Schauinsland

Aufn Schauinsland rauf mit der Schauinslandbahn. Aus der Seilbahn-Gondel weitet sich stufenlos der Blick übers Rheintal, Freiburg schmilzt zu einer überschaubaren Siedlung, überraschende Restschneestapel an der Gipfelstation, einige nördliche Matten und der obere Feldberg sind noch schneebedeckt, während Löwenzahn die abgetauten Wiesen bewimmelt und beleuchtet. Die restliche Flora trägt je nach Standpunkt interessante bis bedrohliche Namen: Bärwurz, Blutwurz, Schwarze Teufelskralle. Scheuchzers Glockenblume gilt als Eiszeitrelikt. Aus Blutwurzsaft wird ein lokaler Schnaps destilliert, die Pflanze trägt außerdem folgende Namen: Dilledapp, Natternwurz, Rotwurz, Ruhrwurz, Siebenfinger, Tormentill. Gegenüber liegt der Tote Mann, ein weiterer Berg mit sprechendem Namen, der Rundumblick endet an den Silhouetten der Vogesen und wird getrübt von einem schwer erklärlichen Dunst, den der unsichtbare Rhein auszuschwitzen scheint. Windgestaltete Laubbäume gibt es oben auf dem Schauinsland, während die Hänge voller Tannen stehen. Scheffels Waldgeist Meisenhartus läßt sich hier vermuten, überhaupt jede Menge Kleinlebewesen, von käfrigen Zwergen, welche nach Genuß von versteinertem Schnaps die knolligen, flechtenbärtigen, treppenbepilzten Bäume emporhüpfen über drollige, holzige Langarmmakaken hin zu Vollmeisen, Wolpertingern und Nadelingen, nicht alle gutmütig, aber bodenständig und zu urig-knarzenden Geräuschen imstande.
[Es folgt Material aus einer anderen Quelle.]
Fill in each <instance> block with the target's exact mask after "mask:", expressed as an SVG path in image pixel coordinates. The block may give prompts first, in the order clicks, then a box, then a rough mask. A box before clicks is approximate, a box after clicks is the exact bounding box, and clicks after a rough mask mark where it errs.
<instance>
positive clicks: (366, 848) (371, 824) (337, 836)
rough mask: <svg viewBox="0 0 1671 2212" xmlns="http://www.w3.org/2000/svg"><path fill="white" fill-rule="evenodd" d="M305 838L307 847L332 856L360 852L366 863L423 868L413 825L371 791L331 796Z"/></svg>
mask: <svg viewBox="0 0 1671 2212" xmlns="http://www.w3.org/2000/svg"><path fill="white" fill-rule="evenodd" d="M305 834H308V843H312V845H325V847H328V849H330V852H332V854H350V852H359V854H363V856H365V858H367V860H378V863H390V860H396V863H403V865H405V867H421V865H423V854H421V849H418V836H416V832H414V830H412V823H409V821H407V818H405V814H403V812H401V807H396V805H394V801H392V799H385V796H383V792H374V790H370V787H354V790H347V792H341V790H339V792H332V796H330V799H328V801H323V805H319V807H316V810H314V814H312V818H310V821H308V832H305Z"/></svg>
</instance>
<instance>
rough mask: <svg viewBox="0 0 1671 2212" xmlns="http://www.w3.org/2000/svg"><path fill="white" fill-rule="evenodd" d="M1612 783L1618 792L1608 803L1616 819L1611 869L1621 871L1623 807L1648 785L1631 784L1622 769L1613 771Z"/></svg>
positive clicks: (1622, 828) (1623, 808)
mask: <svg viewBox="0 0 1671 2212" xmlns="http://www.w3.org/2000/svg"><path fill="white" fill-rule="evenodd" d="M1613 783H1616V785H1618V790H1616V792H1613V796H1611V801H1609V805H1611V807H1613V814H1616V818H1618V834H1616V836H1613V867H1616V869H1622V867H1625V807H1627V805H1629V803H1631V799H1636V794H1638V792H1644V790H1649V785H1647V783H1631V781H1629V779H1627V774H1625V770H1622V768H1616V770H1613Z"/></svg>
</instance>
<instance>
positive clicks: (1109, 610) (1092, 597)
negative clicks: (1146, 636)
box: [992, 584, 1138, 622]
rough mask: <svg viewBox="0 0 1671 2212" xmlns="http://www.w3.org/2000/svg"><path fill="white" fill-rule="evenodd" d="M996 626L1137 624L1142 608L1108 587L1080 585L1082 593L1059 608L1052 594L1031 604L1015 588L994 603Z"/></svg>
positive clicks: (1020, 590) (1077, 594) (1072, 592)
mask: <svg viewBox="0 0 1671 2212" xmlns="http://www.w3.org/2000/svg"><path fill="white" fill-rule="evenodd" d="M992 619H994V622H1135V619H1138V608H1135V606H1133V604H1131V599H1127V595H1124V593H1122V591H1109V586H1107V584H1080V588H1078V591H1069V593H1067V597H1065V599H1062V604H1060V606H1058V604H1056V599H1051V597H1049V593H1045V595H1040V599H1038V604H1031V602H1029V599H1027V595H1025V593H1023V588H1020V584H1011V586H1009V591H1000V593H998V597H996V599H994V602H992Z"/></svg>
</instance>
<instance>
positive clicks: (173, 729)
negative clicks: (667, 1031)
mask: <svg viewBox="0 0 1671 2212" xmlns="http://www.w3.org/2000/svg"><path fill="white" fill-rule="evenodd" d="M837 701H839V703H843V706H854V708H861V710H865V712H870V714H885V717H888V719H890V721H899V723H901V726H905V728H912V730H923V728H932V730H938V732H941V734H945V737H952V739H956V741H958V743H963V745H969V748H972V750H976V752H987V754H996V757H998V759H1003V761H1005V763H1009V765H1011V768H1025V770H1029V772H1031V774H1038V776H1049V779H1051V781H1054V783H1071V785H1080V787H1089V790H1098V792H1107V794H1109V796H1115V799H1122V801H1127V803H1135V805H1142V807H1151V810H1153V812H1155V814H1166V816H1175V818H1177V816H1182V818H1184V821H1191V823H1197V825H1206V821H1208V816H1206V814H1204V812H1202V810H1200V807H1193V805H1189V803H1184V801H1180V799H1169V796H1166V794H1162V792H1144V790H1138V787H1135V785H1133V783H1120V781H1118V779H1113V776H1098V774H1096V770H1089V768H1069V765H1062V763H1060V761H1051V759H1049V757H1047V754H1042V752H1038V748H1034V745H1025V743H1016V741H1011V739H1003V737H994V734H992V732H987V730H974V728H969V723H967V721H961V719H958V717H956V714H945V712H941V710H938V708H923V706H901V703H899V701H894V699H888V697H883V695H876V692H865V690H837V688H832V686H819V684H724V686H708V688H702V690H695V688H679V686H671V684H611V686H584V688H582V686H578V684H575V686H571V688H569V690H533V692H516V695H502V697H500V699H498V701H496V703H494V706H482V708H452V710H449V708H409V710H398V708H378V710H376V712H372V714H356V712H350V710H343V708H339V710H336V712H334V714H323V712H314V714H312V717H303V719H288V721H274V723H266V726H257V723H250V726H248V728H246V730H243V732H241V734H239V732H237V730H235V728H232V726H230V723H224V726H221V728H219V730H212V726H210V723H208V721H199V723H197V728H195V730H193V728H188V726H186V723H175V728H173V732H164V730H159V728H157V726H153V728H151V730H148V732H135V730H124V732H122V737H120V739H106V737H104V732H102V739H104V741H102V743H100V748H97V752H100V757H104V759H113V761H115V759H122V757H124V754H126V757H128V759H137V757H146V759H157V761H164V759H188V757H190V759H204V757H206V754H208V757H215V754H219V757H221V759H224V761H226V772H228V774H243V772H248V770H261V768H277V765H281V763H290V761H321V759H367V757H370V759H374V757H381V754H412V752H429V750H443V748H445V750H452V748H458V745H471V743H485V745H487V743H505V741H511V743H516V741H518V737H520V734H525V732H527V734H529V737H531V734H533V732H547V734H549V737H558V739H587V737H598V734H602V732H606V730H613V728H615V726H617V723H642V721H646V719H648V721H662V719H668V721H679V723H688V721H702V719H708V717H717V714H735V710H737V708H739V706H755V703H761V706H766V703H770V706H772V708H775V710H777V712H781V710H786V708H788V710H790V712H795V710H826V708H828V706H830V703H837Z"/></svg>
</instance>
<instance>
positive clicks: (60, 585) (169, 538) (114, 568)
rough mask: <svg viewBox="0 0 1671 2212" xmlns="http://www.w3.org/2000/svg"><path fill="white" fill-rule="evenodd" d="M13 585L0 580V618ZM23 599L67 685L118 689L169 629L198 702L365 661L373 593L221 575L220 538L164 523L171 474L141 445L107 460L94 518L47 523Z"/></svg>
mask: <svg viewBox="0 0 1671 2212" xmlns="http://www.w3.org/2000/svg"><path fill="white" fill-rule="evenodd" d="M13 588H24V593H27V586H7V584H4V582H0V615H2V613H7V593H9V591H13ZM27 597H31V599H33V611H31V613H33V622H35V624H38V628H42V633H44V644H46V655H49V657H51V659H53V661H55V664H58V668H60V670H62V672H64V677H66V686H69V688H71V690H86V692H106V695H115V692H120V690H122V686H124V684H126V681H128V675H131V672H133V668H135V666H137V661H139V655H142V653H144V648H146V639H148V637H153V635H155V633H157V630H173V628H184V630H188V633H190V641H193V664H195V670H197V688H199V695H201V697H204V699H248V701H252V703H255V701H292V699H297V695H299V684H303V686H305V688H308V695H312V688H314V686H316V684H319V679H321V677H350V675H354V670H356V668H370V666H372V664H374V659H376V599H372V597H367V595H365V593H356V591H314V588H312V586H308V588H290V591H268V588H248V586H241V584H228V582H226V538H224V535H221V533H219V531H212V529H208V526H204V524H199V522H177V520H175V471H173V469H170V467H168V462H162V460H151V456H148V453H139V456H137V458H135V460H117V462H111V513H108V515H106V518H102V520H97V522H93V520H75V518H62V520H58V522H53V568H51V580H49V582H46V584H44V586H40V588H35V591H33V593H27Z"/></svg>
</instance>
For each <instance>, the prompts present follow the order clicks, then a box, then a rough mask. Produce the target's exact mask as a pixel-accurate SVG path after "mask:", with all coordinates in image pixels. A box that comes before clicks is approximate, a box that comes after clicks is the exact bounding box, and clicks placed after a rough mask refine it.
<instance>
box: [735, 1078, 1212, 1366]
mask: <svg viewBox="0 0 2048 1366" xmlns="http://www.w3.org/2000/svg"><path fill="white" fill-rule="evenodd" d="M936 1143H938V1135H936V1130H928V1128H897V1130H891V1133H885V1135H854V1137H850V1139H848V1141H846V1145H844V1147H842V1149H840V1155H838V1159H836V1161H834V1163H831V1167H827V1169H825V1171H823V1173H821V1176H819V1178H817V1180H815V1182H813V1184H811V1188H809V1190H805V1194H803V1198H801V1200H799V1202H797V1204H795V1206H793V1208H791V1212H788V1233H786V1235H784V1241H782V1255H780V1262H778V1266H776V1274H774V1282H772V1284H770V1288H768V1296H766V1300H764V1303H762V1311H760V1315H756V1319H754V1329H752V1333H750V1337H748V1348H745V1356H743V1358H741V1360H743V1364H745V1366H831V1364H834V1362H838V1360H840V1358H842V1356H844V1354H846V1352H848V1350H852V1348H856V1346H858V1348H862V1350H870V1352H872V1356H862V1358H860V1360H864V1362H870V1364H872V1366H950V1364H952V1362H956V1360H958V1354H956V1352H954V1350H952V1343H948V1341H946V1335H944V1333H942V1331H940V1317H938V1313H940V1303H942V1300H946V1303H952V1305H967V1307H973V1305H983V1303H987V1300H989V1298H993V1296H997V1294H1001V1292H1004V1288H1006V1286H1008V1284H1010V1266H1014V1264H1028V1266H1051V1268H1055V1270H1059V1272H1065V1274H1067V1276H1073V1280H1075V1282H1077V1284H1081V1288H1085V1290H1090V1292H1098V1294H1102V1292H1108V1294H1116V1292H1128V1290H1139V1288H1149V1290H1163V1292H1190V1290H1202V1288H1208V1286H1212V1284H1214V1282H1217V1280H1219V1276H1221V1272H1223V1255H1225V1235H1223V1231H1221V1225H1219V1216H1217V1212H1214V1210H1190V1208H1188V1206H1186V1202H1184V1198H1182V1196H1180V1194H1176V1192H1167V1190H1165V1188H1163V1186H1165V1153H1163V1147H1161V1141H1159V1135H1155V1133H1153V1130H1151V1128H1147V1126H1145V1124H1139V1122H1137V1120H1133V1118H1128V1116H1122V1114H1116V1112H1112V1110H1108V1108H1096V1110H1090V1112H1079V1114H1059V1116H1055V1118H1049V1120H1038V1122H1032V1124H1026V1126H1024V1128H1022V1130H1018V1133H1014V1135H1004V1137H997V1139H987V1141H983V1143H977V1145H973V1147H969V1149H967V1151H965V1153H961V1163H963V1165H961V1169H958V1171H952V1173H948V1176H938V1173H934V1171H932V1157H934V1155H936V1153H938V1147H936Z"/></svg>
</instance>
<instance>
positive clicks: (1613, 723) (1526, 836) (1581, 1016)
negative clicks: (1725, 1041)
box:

An der Gipfelstation dann typisches Schwarzwaldvesper, Wurstplatte und Schäufele, die Fabel- und Halbwesen verschmähen seit einigen Jahrhunderten Produkte vom Schwein, der westliche Mensch nimmt auch das als Zeichen der Absonderung wahr, anstatt froh zu sein, daß die Bedrohung seines Viehs durch klauenzähnige, schnelle, gedrängte Nachtlinge nurmehr Geschichte ist.